Among his causes is Carnegie Hall, where he is chairman of the board. To see how far American capitalism has fallen, contrast Weill with the giant who built Carnegie Hall. Not only is Andrew Carnegie remembered for far more epic and generous philanthropy than Weill’s — some 1,600 public libraries, just for starters — but also for creating a steel empire that actually helped build America’s industrial infrastructure in the late 19th century. At Citi, Weill built little more than a bloated gambling casino. As Paul Volcker, the regrettably powerless chairman of Obama’s Economic Recovery Advisory Board, said recently, there is not “one shred of neutral evidence” that any financial innovation of the past 20 years has led to economic growth. Citi, that “innovative” banking supermarket, destroyed far more wealth than Weill can or will ever give away.

Even now — despite its near-death experience, despite the departures of Weill, Prince and Rubin — Citi remains as imperious as it was before 9/15. Its current chairman, Richard Parsons, was one of three executives (along with Lloyd Blankfein of Goldman Sachs and John Mack of Morgan Stanley) who failed to show up at the mid-December White House meeting where President Obama implored bankers to increase lending. (The trio blamed fog for forcing them to participate by speakerphone, but the weather hadn’t grounded their peers or Amtrak.) Last week, ABC World News was also stiffed by Citi, which refused to answer questions about its latest round of outrageous credit card rate increases and instead e-mailed a statement blaming its customers for “not paying back their loans.” This from a bank that still owes taxpayers $25 billion of its $45 billion handout!

If Citi, among the most egregious of Wall Street reprobates, feels it can get away with business as usual, it’s because it fears no retribution. And it got more good news last week. Now that Chris Dodd is vacating the Senate, his chairmanship of the Banking Committee may fall next year to Tim Johnson of South Dakota, home to Citi’s credit card operation. Johnson was the only Senate Democrat to vote against Congress’s recent bill policing credit card abuses.

Though bad history shows every sign of repeating itself on Wall Street, it will take a near-miracle for Angelides to repeat Pecora’s triumph. Our zoo of financial skullduggery is far more complex, with many more moving pieces, than that of the 1920s. The new inquiry does have subpoena power, but its entire budget, a mere $8 million, doesn’t even match the lobbying expenditures for just three banks (Citi, Morgan Stanley, Bank of America) in the first nine months of 2009. The firms under scrutiny can pay for as many lawyers as they need to stall between now and Dec. 15, deadline day for the commission’s report.

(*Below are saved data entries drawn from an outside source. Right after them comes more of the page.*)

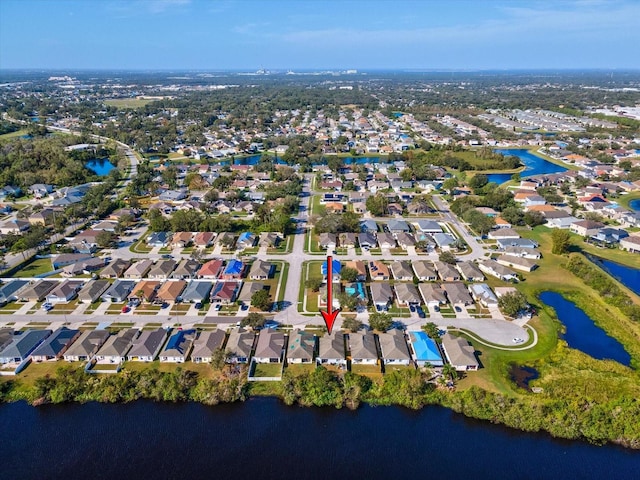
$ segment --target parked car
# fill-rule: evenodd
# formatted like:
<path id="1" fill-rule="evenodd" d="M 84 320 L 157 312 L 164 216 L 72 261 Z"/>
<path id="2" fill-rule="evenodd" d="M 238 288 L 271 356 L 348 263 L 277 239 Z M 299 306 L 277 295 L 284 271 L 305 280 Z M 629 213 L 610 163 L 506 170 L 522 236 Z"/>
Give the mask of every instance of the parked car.
<path id="1" fill-rule="evenodd" d="M 162 305 L 160 305 L 160 308 L 168 308 L 169 304 L 167 302 L 163 302 Z"/>
<path id="2" fill-rule="evenodd" d="M 131 311 L 131 307 L 125 305 L 124 307 L 122 307 L 122 313 L 128 313 Z"/>
<path id="3" fill-rule="evenodd" d="M 411 313 L 415 312 L 416 311 L 416 307 L 414 305 L 409 305 L 409 311 Z"/>
<path id="4" fill-rule="evenodd" d="M 202 303 L 198 302 L 194 305 L 194 307 L 200 310 L 202 308 Z"/>
<path id="5" fill-rule="evenodd" d="M 49 302 L 45 302 L 42 304 L 42 309 L 46 312 L 48 312 L 52 308 L 53 308 L 53 305 L 51 305 Z"/>
<path id="6" fill-rule="evenodd" d="M 461 312 L 462 311 L 462 309 L 460 307 L 455 307 L 455 309 L 456 309 L 456 312 Z"/>
<path id="7" fill-rule="evenodd" d="M 425 315 L 424 311 L 422 310 L 422 307 L 416 307 L 416 312 L 418 312 L 418 316 L 420 318 L 427 318 L 427 316 Z"/>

More daunting still is the inquiry’s duty to reach into high places in the public sector as well as the private. The mystery of exactly what happened as TARP fell into place in the fateful fall of 2008 thickens by the day — especially the behind-closed-door machinations surrounding the government rescue of A.I.G. and its counterparties. Last week, a Republican congressman, Darrell Issa of California, released e-mail showing that officials at the New York Fed, then led by Timothy Geithner, pressured A.I.G. to delay disclosing to the S.E.C. and the public the details on the billions of bailout dollars it was funneling to its trading partners. In this backdoor rescue, taxpayers unknowingly awarded banks like Goldman 100 cents on the dollar for their bets on mortgage-backed securities.

Why was our money used to make these high-flying gamblers whole while ordinary Americans received no such beneficence? Nothing less than complete transparency will connect the dots. Among the big-name witnesses that the Angelides commission has called for next week is Goldman’s Blankfein. Geithner, Henry Paulson and Ben Bernanke should be next.

If they all skate away yet again by deflecting blame or mouthing pro forma mea culpas, it will be a sign that this inquiry, like so many other promises of reform since 9/15, is likely to leave Wall Street’s status quo largely intact. That’s the ticking-bomb scenario that truly imperils us all.